In this strange environment she grew. From the childhood of 19 into the motherhood of 20 and even into the servitude of her 25 the isolation of 30 and the violence of 40. Through the escalation of every torment, through the spirited cousin of slavery, and on into harassment and betrayal.

Withstanding in grace.

She was convinced of her savior, harkened to his side and heartened by her one salvation. By some instilment of heavenly fortitude she subsisted on the repose of righteousness and crackers and ketchup. Feeding her children on the milk of her diligence and little else while protecting them from their fathers perpetual absence.

My mothers living motto was never to speak a harsh word about my father in front of her children. And she succeeded. Through his alcoholism, his verbal abuse, through his continual absence and neglect she bolstered the myth of him to both of her children, then to three, four, five and six.

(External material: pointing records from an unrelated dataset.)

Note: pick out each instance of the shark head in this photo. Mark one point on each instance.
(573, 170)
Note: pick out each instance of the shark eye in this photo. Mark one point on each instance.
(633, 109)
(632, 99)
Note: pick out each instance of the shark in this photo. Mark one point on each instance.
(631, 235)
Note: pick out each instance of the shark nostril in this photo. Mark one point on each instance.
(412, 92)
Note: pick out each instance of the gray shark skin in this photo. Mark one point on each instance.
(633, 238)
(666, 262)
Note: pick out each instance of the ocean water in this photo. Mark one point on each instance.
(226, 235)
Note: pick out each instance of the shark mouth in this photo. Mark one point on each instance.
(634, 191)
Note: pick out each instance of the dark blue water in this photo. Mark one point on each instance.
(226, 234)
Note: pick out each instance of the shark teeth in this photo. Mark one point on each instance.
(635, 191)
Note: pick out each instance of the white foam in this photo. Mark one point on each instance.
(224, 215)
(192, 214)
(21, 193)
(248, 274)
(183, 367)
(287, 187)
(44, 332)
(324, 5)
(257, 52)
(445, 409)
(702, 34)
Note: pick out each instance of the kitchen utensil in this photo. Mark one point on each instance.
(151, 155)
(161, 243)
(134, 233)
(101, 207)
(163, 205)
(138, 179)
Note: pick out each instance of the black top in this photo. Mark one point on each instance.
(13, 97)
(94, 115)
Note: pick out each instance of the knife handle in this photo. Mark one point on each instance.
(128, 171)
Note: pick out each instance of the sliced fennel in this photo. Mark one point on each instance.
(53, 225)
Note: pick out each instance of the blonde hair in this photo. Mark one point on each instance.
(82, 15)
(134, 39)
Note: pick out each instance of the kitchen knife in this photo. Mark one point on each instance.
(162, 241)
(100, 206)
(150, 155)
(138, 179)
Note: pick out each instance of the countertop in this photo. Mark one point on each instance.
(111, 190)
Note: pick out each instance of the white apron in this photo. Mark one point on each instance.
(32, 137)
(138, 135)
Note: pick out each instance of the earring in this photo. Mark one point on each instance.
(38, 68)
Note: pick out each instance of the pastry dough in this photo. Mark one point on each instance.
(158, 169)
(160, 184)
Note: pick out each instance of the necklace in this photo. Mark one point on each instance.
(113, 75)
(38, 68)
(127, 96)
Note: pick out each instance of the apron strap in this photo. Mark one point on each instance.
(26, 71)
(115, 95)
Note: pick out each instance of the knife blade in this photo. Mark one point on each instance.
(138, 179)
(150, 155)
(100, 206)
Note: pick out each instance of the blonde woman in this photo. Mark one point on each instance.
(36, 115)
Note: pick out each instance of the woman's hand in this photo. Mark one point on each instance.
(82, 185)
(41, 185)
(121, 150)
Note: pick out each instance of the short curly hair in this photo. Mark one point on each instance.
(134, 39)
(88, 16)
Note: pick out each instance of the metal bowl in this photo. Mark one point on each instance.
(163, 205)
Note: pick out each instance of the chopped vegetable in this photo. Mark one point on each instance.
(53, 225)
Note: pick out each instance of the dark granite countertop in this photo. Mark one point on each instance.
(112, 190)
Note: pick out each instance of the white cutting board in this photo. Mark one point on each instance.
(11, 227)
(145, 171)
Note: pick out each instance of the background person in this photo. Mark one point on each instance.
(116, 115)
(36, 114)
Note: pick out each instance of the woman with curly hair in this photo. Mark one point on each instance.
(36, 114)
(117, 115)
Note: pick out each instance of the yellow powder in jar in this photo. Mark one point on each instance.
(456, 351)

She educated us beyond the scope of motherhood. She gave us a Father God where she could not provide us our father live. Through out our lives we never saw the truth of him. We never saw him either, but that was certainly his doing, not hers. And for 20 years, 19 years longer than anyone should have the strength too, she endured. Not only did she endure. She strove. She strove to provide her children with two parents in one, and to protect them from every conceivable harm. She also strove to fill her children with the wisdom she took from every page of scripture. She raised us with God as father, chancellor and judge. Love they neighbor and above all God.

Despite her struggle, I rebelled. Where I did not rebel against the spiritual father she created for me, I did rebel against her. Where I could resist her I did. Where I could not, I struggled toward bare compliance. I believe the most hurtful things I could do to my mother were to be mean to her children and resist her love. I mastered both. As a prodigy of wit and the progeny of my father I tormented my peaceful mother for 19 years in the meanest ways possible.

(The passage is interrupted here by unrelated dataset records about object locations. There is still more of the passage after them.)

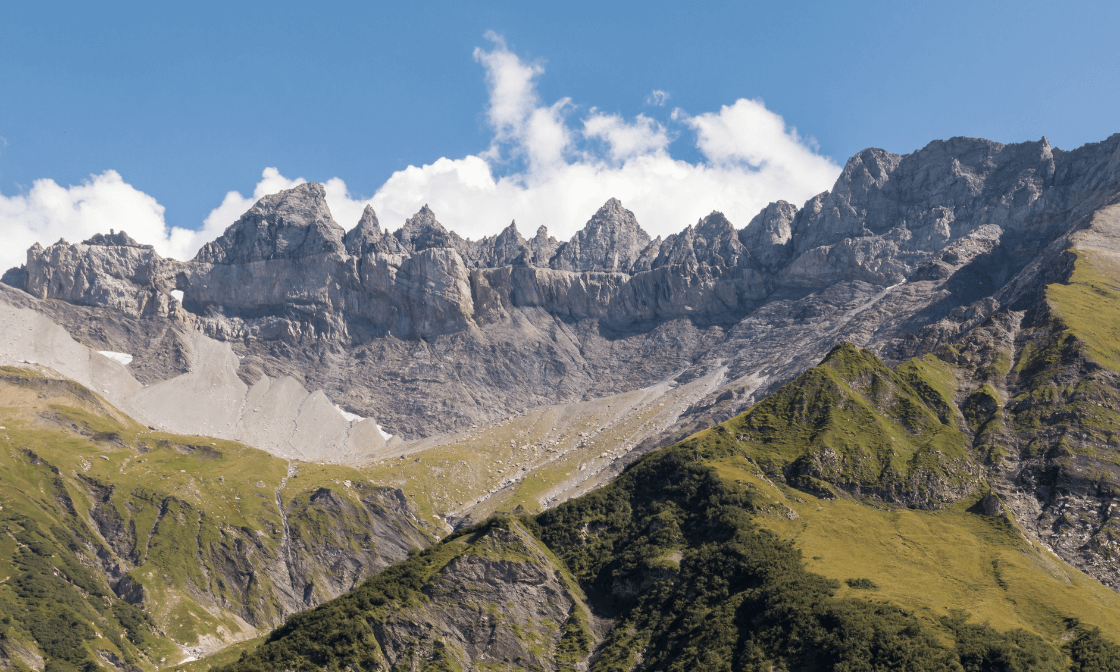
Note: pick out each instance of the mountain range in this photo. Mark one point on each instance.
(935, 336)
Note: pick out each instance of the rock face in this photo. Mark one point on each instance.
(431, 333)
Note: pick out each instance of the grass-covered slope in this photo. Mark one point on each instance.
(855, 423)
(840, 524)
(120, 546)
(490, 597)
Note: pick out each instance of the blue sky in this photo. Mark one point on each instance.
(188, 103)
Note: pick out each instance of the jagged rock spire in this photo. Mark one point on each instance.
(291, 224)
(610, 241)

I argued every point of discipline, every bit of correction, every word of counsel she sought to bestow until her head swam with furthermores and howevers. From her position, high upon the thrown given her, I could see nothing she said clearly, though I thought it my mission to point to every flaw in argument as if the chastisement of a child was the appropriate time to impose the regulations of academic debate. To this end, I twisted and contorted every bit of gray matter my mother possessed until at some point she let go, no longer allowing me to impose my will upon her in the same vein as my father before me.

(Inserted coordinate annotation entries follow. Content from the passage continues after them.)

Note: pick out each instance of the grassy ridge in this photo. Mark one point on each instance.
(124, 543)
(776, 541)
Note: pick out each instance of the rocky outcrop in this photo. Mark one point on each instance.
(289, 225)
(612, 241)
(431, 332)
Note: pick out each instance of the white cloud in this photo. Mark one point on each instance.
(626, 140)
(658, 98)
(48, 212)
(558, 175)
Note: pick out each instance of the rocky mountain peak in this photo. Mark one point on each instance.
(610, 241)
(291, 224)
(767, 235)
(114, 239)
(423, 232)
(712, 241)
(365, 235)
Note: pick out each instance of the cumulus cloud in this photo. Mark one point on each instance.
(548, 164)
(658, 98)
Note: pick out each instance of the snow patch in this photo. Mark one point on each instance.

When she, at long long last, step from beneath my fathers thumb, and fell from her thrown, though I am not certain of the chain of events, she became real to me. The point at which she put foot to soil and dealt for the first time with the reality of her life and then with the reality of separation, she became my best and most loyal friend.

Although you could not tell it from the history of 20 years, my mother is the sun in my sky. Her grace and the consequence of her commitment to kindness are the only influence God could have given me to keep me from following the madness imbued in me through my father’s blood. Her guidance, though it was thoroughly resisted, has shaped every good part of me. She is my conscience. She is my protection from myself, and she is everything that keeps me from reverting to the selfishness and insanity I am made from.